For in vivo applications, LEDs can be used to fill an optical fiber which is tethered to a behaving animal, but such applications are limited by the highly divergent beam pattern from LEDs with coupling efficiencies of ∼1%; still, with high-power LEDs, this fraction of total power is sufficient to attain the required power density output (Gradinaru et al., 2007 and Petreanu et al., 2007). Possible uses of LEDs include both direct implantation of small LEDs in or on tissue (with heating concerns requiring careful control as noted above), or permanently mounted to optical fiber waveguides carried on the subject (Iwai et al., 2011).
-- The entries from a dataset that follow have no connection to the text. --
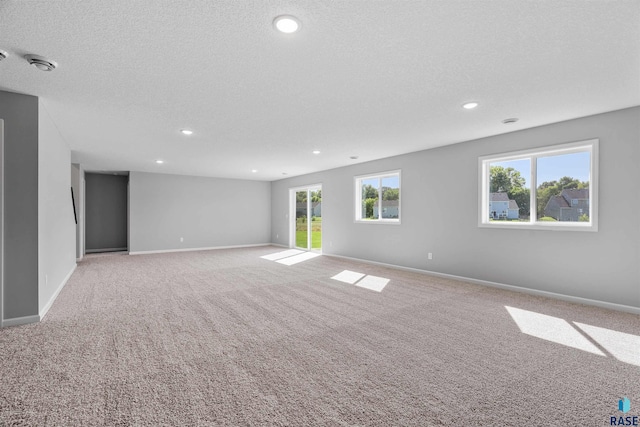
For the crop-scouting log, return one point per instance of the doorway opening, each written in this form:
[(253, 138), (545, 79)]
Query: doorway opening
[(306, 218)]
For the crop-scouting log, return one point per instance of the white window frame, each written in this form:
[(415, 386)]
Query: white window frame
[(590, 146), (358, 197)]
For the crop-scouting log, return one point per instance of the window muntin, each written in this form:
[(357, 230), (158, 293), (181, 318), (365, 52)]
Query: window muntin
[(378, 197), (549, 188)]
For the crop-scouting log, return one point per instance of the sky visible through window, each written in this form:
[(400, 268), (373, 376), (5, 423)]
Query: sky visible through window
[(552, 168)]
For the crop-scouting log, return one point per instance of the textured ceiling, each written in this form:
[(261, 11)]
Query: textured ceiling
[(362, 78)]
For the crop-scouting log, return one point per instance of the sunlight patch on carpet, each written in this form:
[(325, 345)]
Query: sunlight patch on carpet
[(551, 329), (305, 256), (373, 283), (624, 347), (283, 254), (350, 277)]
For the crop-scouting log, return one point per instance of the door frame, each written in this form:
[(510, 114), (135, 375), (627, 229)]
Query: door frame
[(293, 219), (1, 222)]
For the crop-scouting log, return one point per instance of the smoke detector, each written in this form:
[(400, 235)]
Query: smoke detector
[(42, 64)]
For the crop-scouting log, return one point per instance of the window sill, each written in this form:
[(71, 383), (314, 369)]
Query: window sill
[(378, 221), (542, 226)]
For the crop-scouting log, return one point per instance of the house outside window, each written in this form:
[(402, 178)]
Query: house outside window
[(550, 188), (377, 198)]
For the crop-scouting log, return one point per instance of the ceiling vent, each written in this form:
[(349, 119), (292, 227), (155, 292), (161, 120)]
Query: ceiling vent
[(41, 63)]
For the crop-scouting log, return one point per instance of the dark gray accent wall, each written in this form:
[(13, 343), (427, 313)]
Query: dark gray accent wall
[(106, 211), (439, 203), (78, 199), (20, 115)]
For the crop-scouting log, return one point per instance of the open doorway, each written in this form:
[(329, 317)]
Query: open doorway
[(106, 212), (306, 218), (1, 221)]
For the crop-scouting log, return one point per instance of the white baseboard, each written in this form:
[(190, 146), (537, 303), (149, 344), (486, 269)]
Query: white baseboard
[(93, 251), (563, 297), (46, 308), (17, 321), (163, 251), (279, 245)]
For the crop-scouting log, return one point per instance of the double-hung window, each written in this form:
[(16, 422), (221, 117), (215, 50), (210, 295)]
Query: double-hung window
[(378, 197), (552, 188)]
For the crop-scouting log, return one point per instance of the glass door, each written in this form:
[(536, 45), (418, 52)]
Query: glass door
[(307, 218)]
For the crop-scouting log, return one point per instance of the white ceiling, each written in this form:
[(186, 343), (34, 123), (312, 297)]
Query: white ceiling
[(361, 78)]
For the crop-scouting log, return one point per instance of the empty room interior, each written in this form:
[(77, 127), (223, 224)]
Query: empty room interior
[(310, 213)]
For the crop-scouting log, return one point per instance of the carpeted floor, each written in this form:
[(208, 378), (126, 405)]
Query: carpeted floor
[(227, 338)]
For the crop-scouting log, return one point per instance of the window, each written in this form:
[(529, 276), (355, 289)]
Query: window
[(553, 188), (378, 197)]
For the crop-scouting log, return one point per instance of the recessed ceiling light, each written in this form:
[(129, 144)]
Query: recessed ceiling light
[(286, 24), (41, 63)]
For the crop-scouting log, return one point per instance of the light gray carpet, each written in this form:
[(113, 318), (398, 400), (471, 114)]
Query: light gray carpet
[(227, 338)]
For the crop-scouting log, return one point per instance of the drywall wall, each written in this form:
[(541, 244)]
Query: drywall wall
[(106, 212), (56, 234), (20, 115), (204, 212), (439, 202)]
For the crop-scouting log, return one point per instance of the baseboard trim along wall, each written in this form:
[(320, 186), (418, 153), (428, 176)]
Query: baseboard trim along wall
[(93, 251), (163, 251), (46, 308), (17, 321), (569, 298)]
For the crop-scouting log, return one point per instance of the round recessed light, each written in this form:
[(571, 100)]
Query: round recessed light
[(41, 63), (286, 24)]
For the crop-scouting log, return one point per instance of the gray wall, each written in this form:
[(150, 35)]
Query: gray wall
[(205, 212), (106, 211), (440, 215), (20, 115), (56, 227), (77, 177)]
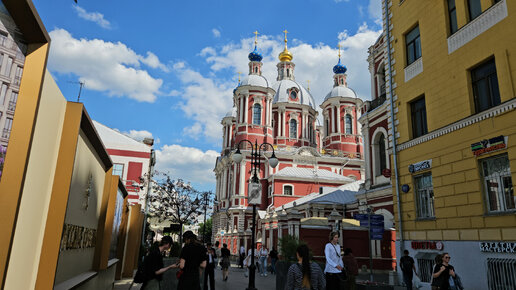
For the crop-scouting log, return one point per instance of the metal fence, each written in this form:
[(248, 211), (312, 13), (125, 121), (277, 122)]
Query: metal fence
[(501, 273)]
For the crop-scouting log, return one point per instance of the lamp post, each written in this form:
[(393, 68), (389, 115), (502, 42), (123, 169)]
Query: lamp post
[(254, 193)]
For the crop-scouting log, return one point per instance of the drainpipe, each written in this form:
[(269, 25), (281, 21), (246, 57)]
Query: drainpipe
[(394, 152)]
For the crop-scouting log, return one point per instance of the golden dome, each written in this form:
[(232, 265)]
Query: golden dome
[(285, 55)]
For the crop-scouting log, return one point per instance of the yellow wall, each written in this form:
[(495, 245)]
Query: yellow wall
[(37, 188), (86, 163), (445, 81)]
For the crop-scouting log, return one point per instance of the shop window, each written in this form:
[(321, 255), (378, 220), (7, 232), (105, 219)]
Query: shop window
[(413, 45), (497, 182), (293, 128), (485, 86), (452, 16), (424, 196), (349, 124), (474, 9), (288, 190), (425, 267), (499, 273), (418, 111), (118, 169), (257, 114)]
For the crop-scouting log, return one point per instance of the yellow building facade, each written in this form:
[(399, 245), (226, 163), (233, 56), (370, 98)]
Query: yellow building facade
[(453, 79)]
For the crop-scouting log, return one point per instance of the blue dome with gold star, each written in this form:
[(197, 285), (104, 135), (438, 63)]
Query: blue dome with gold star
[(339, 68), (255, 55)]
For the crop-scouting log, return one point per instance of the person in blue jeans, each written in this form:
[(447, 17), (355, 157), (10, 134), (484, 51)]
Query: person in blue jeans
[(408, 268), (264, 253)]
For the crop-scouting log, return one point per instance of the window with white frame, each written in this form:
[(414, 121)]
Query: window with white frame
[(118, 169), (293, 129), (497, 181), (288, 190), (424, 191), (257, 114), (349, 124)]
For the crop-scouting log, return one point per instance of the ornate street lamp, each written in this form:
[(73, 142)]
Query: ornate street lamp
[(254, 194)]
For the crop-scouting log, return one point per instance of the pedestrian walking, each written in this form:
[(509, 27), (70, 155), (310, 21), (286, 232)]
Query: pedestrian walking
[(274, 258), (225, 263), (351, 266), (305, 275), (191, 260), (408, 269), (264, 253), (153, 267), (209, 272), (444, 277), (334, 264), (241, 257), (218, 251)]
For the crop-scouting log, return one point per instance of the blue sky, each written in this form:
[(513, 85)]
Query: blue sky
[(167, 69)]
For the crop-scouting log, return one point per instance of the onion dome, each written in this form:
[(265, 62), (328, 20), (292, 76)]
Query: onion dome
[(339, 68), (255, 55), (285, 55)]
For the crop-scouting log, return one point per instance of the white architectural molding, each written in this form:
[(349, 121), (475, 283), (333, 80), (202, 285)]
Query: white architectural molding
[(493, 112), (486, 20), (413, 69)]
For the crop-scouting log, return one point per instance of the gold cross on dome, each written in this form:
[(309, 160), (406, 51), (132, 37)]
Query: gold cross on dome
[(256, 37)]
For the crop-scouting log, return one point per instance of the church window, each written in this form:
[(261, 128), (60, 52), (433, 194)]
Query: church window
[(349, 124), (257, 114), (293, 128)]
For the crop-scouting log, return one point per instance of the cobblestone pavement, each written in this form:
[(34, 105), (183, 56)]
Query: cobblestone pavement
[(236, 281)]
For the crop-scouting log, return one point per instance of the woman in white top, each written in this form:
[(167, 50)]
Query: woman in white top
[(334, 263)]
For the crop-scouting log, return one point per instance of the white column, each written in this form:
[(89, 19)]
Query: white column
[(242, 178), (338, 118)]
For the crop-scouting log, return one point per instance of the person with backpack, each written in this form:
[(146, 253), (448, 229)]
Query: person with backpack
[(191, 260), (304, 275), (444, 273), (408, 269), (153, 267), (334, 270)]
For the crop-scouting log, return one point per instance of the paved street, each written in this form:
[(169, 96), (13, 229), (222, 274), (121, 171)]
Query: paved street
[(236, 281)]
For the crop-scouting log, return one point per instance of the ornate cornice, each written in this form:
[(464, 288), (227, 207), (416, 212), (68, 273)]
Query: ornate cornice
[(493, 112), (483, 22)]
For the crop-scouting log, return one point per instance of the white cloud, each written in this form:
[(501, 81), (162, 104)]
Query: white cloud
[(104, 66), (96, 17), (375, 11), (152, 60), (188, 163), (216, 33), (208, 97)]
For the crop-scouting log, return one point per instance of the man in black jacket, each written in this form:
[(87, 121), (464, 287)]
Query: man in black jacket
[(209, 272)]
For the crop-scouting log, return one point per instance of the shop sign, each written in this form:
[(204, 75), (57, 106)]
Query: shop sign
[(486, 146), (498, 247), (420, 166), (427, 245)]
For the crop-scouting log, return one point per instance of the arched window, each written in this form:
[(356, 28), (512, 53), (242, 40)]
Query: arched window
[(381, 153), (349, 124), (293, 128), (257, 114)]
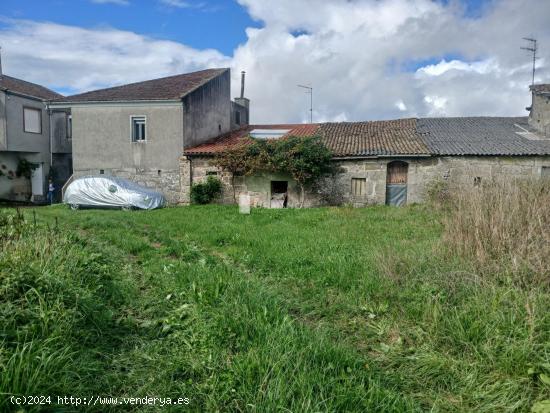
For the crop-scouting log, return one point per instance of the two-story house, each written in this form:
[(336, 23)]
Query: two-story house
[(35, 143), (139, 131)]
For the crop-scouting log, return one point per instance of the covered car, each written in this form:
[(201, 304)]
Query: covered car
[(111, 192)]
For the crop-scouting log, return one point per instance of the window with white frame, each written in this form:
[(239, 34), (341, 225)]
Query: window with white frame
[(32, 120), (138, 129), (358, 186), (69, 126)]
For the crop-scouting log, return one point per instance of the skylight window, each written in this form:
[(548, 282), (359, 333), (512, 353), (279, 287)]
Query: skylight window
[(268, 133)]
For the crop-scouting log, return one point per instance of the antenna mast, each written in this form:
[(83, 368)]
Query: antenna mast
[(310, 91), (533, 48)]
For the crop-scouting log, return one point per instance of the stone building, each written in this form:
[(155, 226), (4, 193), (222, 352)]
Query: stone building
[(391, 162), (33, 135), (139, 131)]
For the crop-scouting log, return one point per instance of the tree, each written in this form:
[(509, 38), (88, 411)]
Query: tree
[(306, 159), (237, 161)]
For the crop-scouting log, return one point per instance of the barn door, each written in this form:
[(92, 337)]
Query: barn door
[(396, 183)]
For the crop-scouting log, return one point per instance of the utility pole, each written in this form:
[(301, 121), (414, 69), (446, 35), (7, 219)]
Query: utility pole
[(310, 91), (533, 48)]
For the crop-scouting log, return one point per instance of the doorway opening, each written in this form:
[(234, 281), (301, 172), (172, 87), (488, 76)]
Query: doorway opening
[(396, 183), (279, 194)]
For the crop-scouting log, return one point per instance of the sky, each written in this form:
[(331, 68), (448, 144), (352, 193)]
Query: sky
[(365, 59)]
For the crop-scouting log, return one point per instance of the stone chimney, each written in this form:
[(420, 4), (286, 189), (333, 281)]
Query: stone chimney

Traditional broadband incandescent microscopy light sources, such as arc lamp-based epifluorescence find more illuminators, can be used in optogenetic
experiments with appropriate narrowband spectral filters and the introduction of a shutter to the illumination beam path. Dedicated light sources with built-in high-speed shutters and filter selection are also available (e.g., the Sutter Instruments DG-4; Boyden et al., 2005) and offer pulse durations of as little as 1 ms with pulse repetition rates of up to 500 Hz. Unlike some lasers and LEDs, which offer graded modulation of intensity, shutter-based systems are limited to on/off gating of light pulses; neutral density filters can be used to produce stepped illumination. One significant advantage of the use of filtered broadband light over LEDs or lasers is the ability to select arbitrary illumination wavelengths and spectral linewidth using bandpass filters. Even more flexible Pfizer Licensed Compound Library price are monochromators, which output commanded wavelengths via positioning of a diffraction grating. In light-accessible experimental preparations such as cultured neurons, brain slices, cortical surface, or nematodes, light is typically delivered through a microscope illumination path, passing through the objective and illuminating a
spot within the field of view. Apertures in the illumination path can be used to restrict this spot to a smaller portion of the field. In order to measure the light power density achieved by a given setup, a power meter can be placed Megestrol Acetate below the objective; the total power is measured and divided by the area of the illumination spot (Aravanis et al., 2007). For experiments requiring illumination at multiple sites, or at sites away from the imaged area, an optical fiber-coupled light source (see below) can be mounted on a micromanipulator and used to illuminate the tissue, with light power density similarly calculated from total power and spot size. Laser beams can be coupled into the microscope light path and optically expanded to fill the field of view, and moving optical elements—such as galvanometer-driven mirrors (Rickgauer and Tank, 2009 and Losonczy et al., 2010), digital micromirrors (Farah et al., 2007 and Arrenberg et al., 2010), or diffractive optical elements (Watson et al.